Il lato oscuro della “green” economy – i piccoli minatori di Coltan

Nella prima immagine siamo in Congo. Giovani africani si infilano ogni giorno in un cunicolo sotterraneo dove si respira a fatica, la temperatura è altissima e si sta con l’acqua fino alle ginocchia. Armati di martello e scalpello cercano nella roccia delle pietruzze di COLTAN. Lavorano 10 ore al giorno tutti i giorni, non per guadagnare ma per sopravvivere. Quando sono fortunati guadagnano 50 euro al mese.

File:SRSG visits coltan mine in Rubaya (13406579753).jpg - Wikimedia Commons
Miniere di Coltan in Congo

Davvero poche persone sanno cos’è il coltan, eppure tutti oggi ne fanno un uso enorme. Il Coltan è un metallo raro presente in ogni smartphone, in ogni tablet, in ogni computer, in ogni apparecchio elettronico. Senza il Coltan non esisterebbe alcuna “era digitale”, nessuna “smart city”, nessuna transizione “verde”.

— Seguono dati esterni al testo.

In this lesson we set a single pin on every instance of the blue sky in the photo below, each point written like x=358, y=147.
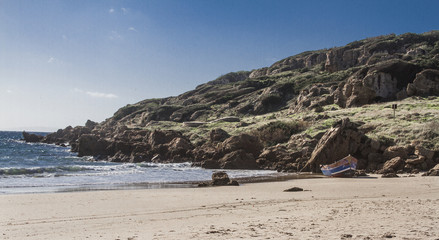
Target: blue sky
x=63, y=62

Questo materiale così prezioso, così indispensabile per la nostra epoca, è un metallo raro. Nel Congo è concentrata circa l’80% dell’esistenza di Coltan dell’intero pianeta.
Il processo di estrazione del materiale grezzo è fatto con metodi medioevali, sfruttando esseri umani come bestie da soma. Il processo di raffinazione invece consiste nel trattare il metallo raro con agenti chimici altamente tossici ed inquinanti.
Le fabbriche dove viene trattato e trasformato il Coltan per produrre i componenti elettronici producono scorie che inquinano terre e fiumi, fino a comprometterne la vegetazione e addirittura la presenza umana.
Il Coltan trasformato viene poi assemblato da aziende cinesi che producono materiali e componenti elettronici. Così nascono gli iphone, gli smartphone della samsung, huawei, xiaomi. Su questi apparecchi made in China le big tech fanno girare i loro software: google, facebook, amazon, whatsapp, instagram e così via.

Utilizziamo cellulari e computer per ore e ore, tutti i giorni dell’anno. Senza sosta. Esattamente come senza sosta lavorano i ragazzini congolesi per estrarre il Coltan.

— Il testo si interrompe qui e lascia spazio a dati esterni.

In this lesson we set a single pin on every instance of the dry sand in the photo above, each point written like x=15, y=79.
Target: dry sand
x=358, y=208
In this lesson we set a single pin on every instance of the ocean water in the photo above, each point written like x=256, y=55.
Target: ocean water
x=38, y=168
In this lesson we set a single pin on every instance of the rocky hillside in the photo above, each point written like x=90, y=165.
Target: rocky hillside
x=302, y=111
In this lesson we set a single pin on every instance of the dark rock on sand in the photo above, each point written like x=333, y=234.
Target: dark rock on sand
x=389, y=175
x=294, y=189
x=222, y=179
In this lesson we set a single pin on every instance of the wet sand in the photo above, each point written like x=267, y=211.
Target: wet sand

File:Electronic waste at Agbogbloshie, Ghana.jpg - Wikimedia Commons
Rifiuti elettronici nella discarica di Agbogbloshie
Nella seconda foto invece siamo in Ghana, nella discarica di rifiuti elettronici di Agbogbloshie. Ce ne sono tantissimi di discariche di “e-waste” in Africa, ma quella di Agbogbloshie è la più grande del mondo. Qui finisce il ciclo vitale del Coltan: estratto in Africa, trasformato in Cina, consumato in occidente fino ad essere rispedito in Africa sotto forma di rifiuto non smaltibile.
Il disastro ambientale e i processi di sfruttamento che si nascondono dietro all’era digitale, rappresentano il lato oscuro della tanto decantata “transizione verde”. Quella che servirebbe a salvare il mondo dai cambiamenti climatici. Quella su cui stanno puntando tantissimo gli USA di Biden e l’Europa della Merkel. Via il petrolio che inquina! Spazio alle energie verdi!
Pannelli solari, pale eoliche, batterie per mezzi meccanici, reti elettriche intelligenti e tutti i computer e i relativi software della cosidetta “green economy”, sono parti di un edificio che ha le fondamenta piene di sangue.
No, non sentieremo mai parlare Greta e i gretini di questi vergognosi scandali, del lato oscuro della transizione verde che piace ai potenti. E so bene che questo post è pubblicato e pubblicabile solo grazie agli strumenti e al paradigma che ho provato a descrivere. Ma credo sia giusto che la nostra civiltà, sempre più tesa ad erigere “totem” da idolatrare, prenda coscienza di cosa è diventato il mondo.
Quando sentite parlare di Green Economy e di energia “pulita”, ricordatevi dei bambini del Congo.